Each temporal climate has its prevailing time patterns, which constantly influence and are influenced by other climatic times, their histories as well as the velocity and frequency of the course of their events. To follow the routes of transformation that tie various temporal climates together is to move along their exponential divergence from initial conditions, that is, from supposedly localized situations to planetary scales, while remaining enmeshed within a mutating earth system whose transformation can be neither attributed to a single cause nor a single set of effects. This, of course, requires us to challenge the constructed linearity of historical causation to begin with, as well as the unilateral and progressive movement of time, and question the geometrical politics of such and similar abstract models in relation to the realities of our times and times to come. Moreover, “timelines” and their associated epistemologies need to be stretched sideways, letting the “planes of temporality” and “layers of time” unfold and spread out, in order for us to be able to come into terms with how little we know of our historical horizons, soon enough before they get totally closed on us, and raise our collective sensitivity toward the complex chronometries of life and labor across life forms.

“Advection” is the term used in meteorology to explain the transfer of heat or matter by the flow of a fluid, especially horizontally in the atmosphere or the sea. To couple this term with the formulation of “temporal climates” is in fact to arrive at another familiar trope, the butterfly effect, which emerged from within hard sciences and has since appeared in fields as far as extreme fiction, as well as late capitalist spoken language, given how chaotic we routinely feel the world has gone.

What I tried to address in terms of ethnofuturisms are phenomena that exist and exert their force in the manner of a butterfly effect across what, again, could only suggestively be called the “chronosphere.” This is to suggest the very complex materiality as well as the planetary expanse of temporal resources, similar to what is at stake in the currently critical condition of other terrestrial resources as well as fluid and atmospheric elements. All this demands to be collectively addressed, as that which we all have something at stake in. In addition to the aggravation of climatic and environmental conditions worldwide, and to hint back at my  there’s also the “AirSpace”, according to a 2016 article on the popular media outlet The Verge, which stands for how the spaces we pass through and occupy internationally are increasingly becoming the standardized product of corporate tech firms –– the “same old same old” of Starbucks, Airbnb, and so forth… “This new geography is the realm of coffee shops, bars, startup offices, and co-live or co-work spaces that share the same hallmarks everywhere we go.” AirSpace is, therefore, an instantiation of the “infrastructure space” of 21st-century life. Accordingly, there could be the notions of AirTime and Infrastructure Time… Is there any moment we can find ourselves off the “airtime” of contemporaneity across our social-mediatized lives? Following the environmental and political crises of recent times, what would be the viable modes of engagement with today’s shared time-crisis? If the distinction between public and private spaces has been de facto “undone” by the machinations of an infrastructure space, then what are the temporal connotations of this undoing? How could we begin addressing our “public time” today?
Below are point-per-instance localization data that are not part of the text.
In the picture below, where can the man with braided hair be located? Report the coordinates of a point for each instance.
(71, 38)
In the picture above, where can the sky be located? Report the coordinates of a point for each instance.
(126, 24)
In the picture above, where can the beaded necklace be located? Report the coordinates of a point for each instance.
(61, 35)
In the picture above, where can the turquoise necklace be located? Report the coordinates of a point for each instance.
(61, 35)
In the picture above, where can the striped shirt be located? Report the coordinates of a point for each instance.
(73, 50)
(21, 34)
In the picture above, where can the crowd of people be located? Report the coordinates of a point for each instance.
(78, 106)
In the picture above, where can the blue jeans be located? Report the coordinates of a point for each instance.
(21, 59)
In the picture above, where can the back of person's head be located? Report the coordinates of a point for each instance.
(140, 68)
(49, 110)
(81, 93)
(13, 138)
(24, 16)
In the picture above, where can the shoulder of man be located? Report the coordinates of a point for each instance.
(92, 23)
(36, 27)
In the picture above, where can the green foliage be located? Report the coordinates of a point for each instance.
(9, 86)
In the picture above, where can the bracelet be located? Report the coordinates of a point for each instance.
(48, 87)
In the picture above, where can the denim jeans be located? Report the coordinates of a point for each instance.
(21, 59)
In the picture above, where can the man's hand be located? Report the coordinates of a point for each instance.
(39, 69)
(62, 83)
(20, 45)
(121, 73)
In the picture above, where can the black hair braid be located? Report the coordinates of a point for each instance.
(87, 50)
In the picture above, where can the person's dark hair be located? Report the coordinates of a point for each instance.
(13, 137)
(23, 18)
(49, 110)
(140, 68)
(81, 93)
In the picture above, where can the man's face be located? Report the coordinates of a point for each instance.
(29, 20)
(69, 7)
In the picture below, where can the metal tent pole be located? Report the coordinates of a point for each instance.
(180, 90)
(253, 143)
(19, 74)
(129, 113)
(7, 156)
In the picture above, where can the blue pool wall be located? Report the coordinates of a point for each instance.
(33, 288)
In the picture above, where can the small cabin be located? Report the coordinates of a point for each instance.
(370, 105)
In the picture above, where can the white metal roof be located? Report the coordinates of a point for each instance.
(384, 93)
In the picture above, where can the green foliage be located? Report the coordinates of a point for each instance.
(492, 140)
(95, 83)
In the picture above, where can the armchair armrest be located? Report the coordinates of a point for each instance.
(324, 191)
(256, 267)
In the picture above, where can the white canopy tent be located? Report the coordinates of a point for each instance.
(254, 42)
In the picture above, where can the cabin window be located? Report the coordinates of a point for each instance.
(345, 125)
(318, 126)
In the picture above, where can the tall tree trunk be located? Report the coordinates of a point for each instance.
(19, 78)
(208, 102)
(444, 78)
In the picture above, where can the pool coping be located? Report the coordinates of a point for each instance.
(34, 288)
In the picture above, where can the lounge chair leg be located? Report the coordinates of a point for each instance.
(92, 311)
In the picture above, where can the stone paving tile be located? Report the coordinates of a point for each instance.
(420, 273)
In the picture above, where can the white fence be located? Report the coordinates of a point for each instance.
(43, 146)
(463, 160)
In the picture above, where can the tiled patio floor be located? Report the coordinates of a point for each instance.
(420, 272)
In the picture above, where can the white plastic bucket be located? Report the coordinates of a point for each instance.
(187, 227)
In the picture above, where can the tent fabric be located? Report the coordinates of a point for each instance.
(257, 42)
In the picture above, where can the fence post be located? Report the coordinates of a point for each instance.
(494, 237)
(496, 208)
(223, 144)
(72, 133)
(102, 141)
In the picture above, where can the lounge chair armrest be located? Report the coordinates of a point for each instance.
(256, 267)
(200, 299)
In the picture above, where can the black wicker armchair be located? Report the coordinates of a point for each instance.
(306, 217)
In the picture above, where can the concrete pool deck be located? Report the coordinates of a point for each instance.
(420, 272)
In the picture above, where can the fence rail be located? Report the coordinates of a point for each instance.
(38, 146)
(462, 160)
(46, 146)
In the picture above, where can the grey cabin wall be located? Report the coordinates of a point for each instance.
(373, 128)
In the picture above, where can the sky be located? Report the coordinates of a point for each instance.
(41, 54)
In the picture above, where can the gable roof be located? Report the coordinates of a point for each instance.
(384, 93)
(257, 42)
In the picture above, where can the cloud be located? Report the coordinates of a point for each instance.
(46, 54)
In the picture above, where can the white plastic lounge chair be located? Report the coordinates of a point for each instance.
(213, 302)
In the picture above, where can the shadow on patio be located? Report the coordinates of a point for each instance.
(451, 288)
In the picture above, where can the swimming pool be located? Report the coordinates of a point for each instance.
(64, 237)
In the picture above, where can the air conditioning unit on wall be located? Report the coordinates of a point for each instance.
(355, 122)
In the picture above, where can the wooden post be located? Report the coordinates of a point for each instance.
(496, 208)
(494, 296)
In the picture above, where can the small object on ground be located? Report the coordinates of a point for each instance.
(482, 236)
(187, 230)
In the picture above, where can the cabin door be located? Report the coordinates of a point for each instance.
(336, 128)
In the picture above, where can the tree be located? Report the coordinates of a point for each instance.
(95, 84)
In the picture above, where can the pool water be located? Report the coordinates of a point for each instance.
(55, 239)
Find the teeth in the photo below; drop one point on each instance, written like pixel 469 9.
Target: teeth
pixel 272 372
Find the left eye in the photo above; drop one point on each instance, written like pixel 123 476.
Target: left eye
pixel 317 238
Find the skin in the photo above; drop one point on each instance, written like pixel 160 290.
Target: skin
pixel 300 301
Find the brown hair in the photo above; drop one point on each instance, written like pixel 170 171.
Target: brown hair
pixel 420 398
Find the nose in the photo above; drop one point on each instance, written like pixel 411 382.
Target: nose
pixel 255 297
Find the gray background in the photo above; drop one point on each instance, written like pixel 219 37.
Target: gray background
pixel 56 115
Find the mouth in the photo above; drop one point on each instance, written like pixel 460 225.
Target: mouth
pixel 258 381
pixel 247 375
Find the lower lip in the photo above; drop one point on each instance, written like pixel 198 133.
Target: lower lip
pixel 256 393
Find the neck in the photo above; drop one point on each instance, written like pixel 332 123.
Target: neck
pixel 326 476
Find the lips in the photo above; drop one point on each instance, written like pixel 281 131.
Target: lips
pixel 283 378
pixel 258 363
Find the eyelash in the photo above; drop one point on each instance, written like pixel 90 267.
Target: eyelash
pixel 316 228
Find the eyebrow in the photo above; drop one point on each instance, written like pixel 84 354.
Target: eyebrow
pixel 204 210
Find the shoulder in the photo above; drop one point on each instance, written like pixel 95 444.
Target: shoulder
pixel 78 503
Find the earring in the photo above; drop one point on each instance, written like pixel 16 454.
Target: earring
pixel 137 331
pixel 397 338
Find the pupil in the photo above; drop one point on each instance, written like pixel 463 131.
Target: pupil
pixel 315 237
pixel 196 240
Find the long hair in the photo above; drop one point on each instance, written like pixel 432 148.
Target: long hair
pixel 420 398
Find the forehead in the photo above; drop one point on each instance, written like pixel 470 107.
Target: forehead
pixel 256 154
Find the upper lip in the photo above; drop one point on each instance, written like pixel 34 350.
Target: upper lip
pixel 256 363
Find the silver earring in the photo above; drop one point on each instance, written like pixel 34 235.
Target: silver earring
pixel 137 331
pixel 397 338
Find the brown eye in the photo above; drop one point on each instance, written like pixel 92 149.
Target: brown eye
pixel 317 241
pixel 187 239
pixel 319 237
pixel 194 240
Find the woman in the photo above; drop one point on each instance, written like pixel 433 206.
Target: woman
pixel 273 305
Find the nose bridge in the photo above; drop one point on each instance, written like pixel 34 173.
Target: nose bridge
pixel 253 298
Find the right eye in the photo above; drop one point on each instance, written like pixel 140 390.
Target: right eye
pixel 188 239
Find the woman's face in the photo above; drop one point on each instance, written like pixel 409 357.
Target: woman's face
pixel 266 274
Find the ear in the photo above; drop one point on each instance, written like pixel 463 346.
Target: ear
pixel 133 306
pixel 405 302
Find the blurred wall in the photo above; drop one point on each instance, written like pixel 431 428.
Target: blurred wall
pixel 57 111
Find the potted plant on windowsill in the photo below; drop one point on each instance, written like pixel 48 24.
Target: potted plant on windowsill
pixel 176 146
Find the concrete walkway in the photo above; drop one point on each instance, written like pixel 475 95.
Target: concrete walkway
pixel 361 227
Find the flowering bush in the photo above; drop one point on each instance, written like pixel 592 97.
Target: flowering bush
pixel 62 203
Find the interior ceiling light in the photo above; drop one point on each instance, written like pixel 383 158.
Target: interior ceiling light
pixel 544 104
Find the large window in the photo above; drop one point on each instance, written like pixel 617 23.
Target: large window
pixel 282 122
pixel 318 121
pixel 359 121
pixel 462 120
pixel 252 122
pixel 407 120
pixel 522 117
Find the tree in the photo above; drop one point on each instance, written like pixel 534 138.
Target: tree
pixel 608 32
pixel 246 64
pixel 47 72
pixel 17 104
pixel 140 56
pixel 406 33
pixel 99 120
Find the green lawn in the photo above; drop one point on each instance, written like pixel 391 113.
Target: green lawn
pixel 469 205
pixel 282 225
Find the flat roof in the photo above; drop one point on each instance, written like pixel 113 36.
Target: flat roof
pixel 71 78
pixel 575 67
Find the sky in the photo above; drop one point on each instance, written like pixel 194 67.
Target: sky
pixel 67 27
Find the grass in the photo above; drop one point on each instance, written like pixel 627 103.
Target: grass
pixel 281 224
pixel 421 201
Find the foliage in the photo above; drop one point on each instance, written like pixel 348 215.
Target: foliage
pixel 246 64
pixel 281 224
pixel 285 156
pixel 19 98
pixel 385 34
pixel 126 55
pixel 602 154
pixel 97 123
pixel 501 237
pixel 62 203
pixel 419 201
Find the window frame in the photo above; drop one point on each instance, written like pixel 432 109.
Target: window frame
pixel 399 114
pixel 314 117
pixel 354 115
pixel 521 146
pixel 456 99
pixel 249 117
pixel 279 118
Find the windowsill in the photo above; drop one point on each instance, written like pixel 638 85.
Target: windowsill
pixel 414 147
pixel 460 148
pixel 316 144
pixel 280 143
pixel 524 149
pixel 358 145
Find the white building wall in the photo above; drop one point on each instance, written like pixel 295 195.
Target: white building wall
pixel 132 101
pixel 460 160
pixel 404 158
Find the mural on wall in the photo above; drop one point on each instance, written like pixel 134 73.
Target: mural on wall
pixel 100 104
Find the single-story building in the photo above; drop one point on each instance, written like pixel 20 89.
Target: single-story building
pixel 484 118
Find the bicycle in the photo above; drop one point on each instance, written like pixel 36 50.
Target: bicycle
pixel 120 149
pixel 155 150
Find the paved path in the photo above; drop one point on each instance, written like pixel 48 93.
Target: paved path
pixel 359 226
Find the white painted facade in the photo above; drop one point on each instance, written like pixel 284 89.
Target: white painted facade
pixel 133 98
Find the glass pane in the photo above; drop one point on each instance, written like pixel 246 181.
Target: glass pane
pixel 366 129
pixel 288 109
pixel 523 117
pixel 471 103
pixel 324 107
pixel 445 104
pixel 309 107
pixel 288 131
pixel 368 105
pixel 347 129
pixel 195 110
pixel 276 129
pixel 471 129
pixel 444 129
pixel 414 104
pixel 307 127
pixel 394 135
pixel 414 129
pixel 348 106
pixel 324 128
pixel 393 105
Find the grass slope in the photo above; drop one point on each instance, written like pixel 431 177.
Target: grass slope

The hyperstitional artifact of the “chronosphere,” or infrastructure time, or AirTime, is designed to address the realm through which temporal advection is regulated, that is, the horizontal transfer of the “heat or matter” of time, in all its fluidity, across our planetary history.

So let’s rephrase and repeat in order for a definition to emerge: Ethnofuturisms are those phenomena, traditions, movements, and practices that tend to address the latent coordinates of shared time patterns and temporal paracommons by means of facilitating and intensifying, technically accelerating, butterfly effects across the planetary chronosphere.